Not very, according to the President in his recent health care speech, making the case that lack of competition and for-profit monopolists are what ails the health care market:
“Consumers do better when there is choice and competition. Unfortunately, in 34 states, 75% of the insurance market is controlled by five or fewer companies. In Alabama, almost 90% is controlled by just one company. Without competition, the price of insurance goes up and the quality goes down…an additional step we can take to keep insurance companies honest is by making a not-for-profit public option available in the insurance exchange…”
I wondered where these figures came from when I heard the President rattle them off during the speech. Indeed, a 75 percent share protected by regulation that immunizes firms from out of state competition might well be sufficient to allow monopoly pricing. So, are these figures correct?

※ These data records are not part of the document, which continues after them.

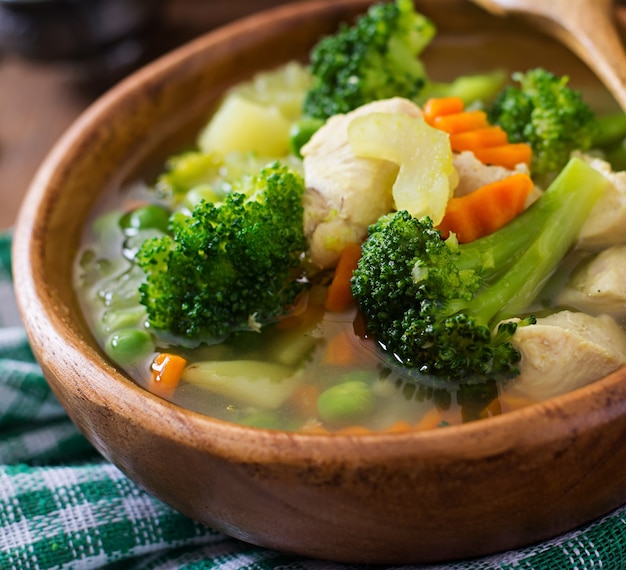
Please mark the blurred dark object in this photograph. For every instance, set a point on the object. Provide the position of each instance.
(98, 38)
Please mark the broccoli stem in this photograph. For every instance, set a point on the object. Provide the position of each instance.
(552, 224)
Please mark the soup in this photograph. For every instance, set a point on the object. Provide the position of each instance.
(315, 368)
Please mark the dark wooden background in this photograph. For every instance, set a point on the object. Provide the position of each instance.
(39, 100)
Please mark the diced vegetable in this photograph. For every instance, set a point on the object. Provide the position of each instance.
(253, 382)
(471, 131)
(167, 370)
(129, 345)
(346, 402)
(487, 209)
(426, 177)
(241, 125)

The short answer is no. Economist John Lott re-runs the numbers correcting for an important error: the figures the President gave mistakenly leave out employers that self-insure and fund their own plans. This is not a trivial omission as one source estimates that approximately 55 percent of employees are insured under such plans. Lott corrects this error and recalculates shares for the top 15 most concentrated states (uncorrected):
As you can see from the Table (click on it), the corrected shares are significantly lower. Lott also points out that the largest insurer in most states is already a non-profit enterprise. If competition, monopoly power, and barriers to entry are going to be an important part of the health care discussion, as with any discussion in involving industrial organization economics, it is important to get the details right in order to generate accurate predictions and policy prescriptions.